Di tengah hiruk-pikuk kemodernan dan kemajuan teknologi, masyarakat lupa untuk membaca dan membudayakannya bagi generasi berikutnya, meski rumah baca dan toko buku memenuhi seluruh ruangan kota. Hal tersebut berbeda dengan kota-kota di Jawa Tengah, seperti Semarang, Solo, dan Yogyakarta yang masih tetap konsisten membudayakan tradisi baca buku dan diskusi literasi untuk kemajuan bangsa dan peradaban. Kesadaran pemerintah dan masyarakat harus mampu tancap gas untuk menjadikan perpustakan di seluruh Indonesia, utamanya di Surabaya sebagai istana yang nyenyak, menarik, indah, dan penuh kajian keilmuan.

Tradisi Literer
Imam al-Ghazali pernah mengatakan bahwa jika kita bukan anak raja, bukan anak ningrat, dan konglomerat, maka jadilah penulis. Senada pula dengan ungkapan fenomenal Pramoedya Ananta Toer yang menyatakan bahwa dengan membaca, kita akan kenal dunia. Dengan menulis, kita akan dikenal oleh dunia. Pendapat dua tokoh tersebut menyiratkan bahwa dengan menulis atau membaca akan menjadikan kita lebih dari yang lain. Sudah banyak tokoh-tokoh dengan budaya literernya mampu menorehkan sejarah kehidupan umat manusia dan memberikan kilasan tentang dunia yang lain. Misalkan tokoh di Indonesia, seperti R.A. Kartini, Tan Malaka, Ki Hajar Dewantara, KH. Abdurrahman Wahid (Gus Dur), Salim Said, dan tokoh-tokoh besar lainnya hidup dengan budaya literer yang tinggi.

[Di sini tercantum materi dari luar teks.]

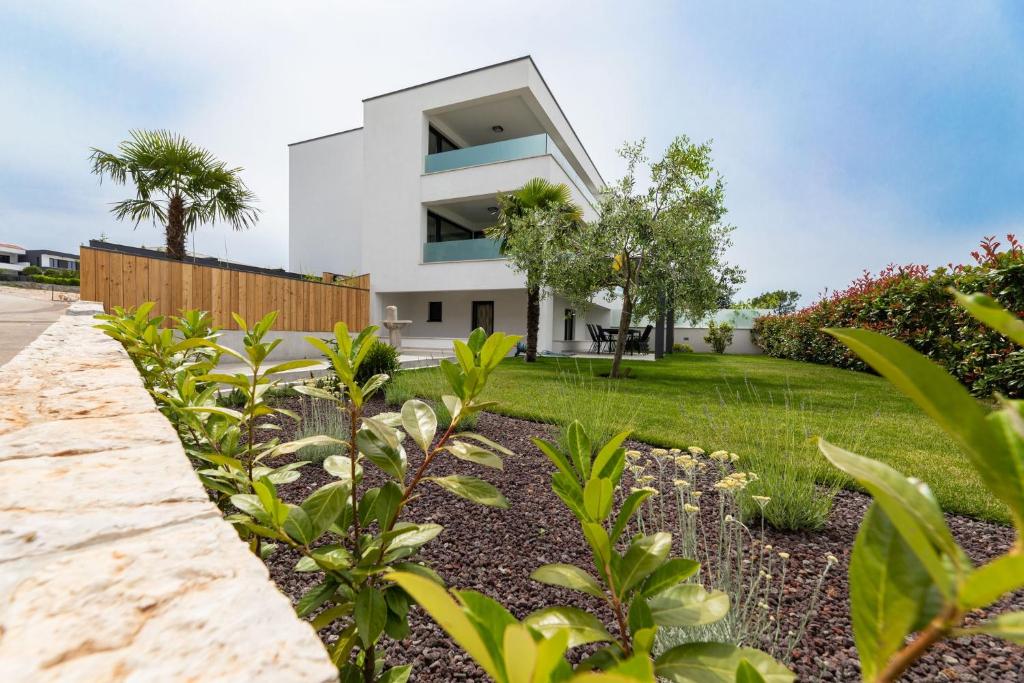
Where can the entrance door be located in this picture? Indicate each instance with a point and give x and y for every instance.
(483, 315)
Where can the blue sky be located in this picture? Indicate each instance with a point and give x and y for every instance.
(850, 134)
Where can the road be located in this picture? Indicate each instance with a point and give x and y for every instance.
(24, 314)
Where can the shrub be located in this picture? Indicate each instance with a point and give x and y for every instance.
(910, 583)
(719, 336)
(642, 587)
(912, 304)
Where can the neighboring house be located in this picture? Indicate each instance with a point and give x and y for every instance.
(10, 257)
(407, 198)
(692, 333)
(48, 258)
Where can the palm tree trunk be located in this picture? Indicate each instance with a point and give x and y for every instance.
(624, 329)
(176, 227)
(532, 322)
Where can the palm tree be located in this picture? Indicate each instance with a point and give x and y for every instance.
(177, 184)
(537, 194)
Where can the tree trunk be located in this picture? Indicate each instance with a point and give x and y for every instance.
(532, 322)
(624, 329)
(176, 228)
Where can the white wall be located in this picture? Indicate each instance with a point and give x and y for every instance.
(325, 211)
(741, 342)
(510, 312)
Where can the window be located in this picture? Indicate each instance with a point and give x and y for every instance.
(437, 141)
(442, 229)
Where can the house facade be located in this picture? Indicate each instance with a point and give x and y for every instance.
(407, 198)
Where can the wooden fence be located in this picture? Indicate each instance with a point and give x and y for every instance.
(119, 279)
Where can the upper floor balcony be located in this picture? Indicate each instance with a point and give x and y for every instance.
(505, 151)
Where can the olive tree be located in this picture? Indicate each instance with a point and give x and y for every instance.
(660, 247)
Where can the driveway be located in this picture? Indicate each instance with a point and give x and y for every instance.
(24, 314)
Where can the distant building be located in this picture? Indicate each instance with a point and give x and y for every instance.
(48, 258)
(14, 257)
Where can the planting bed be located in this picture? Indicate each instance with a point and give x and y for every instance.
(494, 552)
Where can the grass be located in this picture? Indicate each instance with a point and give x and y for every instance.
(747, 403)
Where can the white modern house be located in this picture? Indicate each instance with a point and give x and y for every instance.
(407, 198)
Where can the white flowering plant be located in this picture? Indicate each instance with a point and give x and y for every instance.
(910, 584)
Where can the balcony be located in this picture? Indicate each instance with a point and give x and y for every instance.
(493, 153)
(462, 250)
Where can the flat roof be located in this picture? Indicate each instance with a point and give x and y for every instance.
(466, 73)
(321, 137)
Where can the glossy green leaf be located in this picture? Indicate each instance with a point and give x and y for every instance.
(567, 575)
(472, 488)
(990, 582)
(888, 588)
(952, 408)
(717, 663)
(370, 614)
(633, 501)
(688, 604)
(915, 515)
(419, 421)
(324, 506)
(672, 572)
(474, 454)
(597, 498)
(582, 626)
(643, 556)
(449, 614)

Namun, hal tersebut sedikit berseberangan dengan pendapat Sokrates dalam karya Plato yang menyatakan bahwa tulisan (budaya literer) bisa menghancurkan daya ingat. Orang-orang yang menggunakan tulisan menjadi mudah lupa, mengandalkan sumber luar untuk apa yang tidak mereka miliki dalam sumber internal mereka. Tulisan melemahkan pikiran. Selain itu, kalkulator juga akan melemahkan pikiran (Walter J. Ong, 2013:119).

Memang dalam sejarah kelisanan dan keaksraan yang diungkap oleh Walter J. Ong ini tidak mulus, lantaran Plato yang kontra dengan masyarakat Yunani yang menginternalisasi tulisan sebagai budaya hidupnya. Secara logika, budaya tulis memang menjadi racun pikiran agar mati perlahan, kejeniusan dan ketajaman dalam berpikir akan sirna dan larut dalam tulisan.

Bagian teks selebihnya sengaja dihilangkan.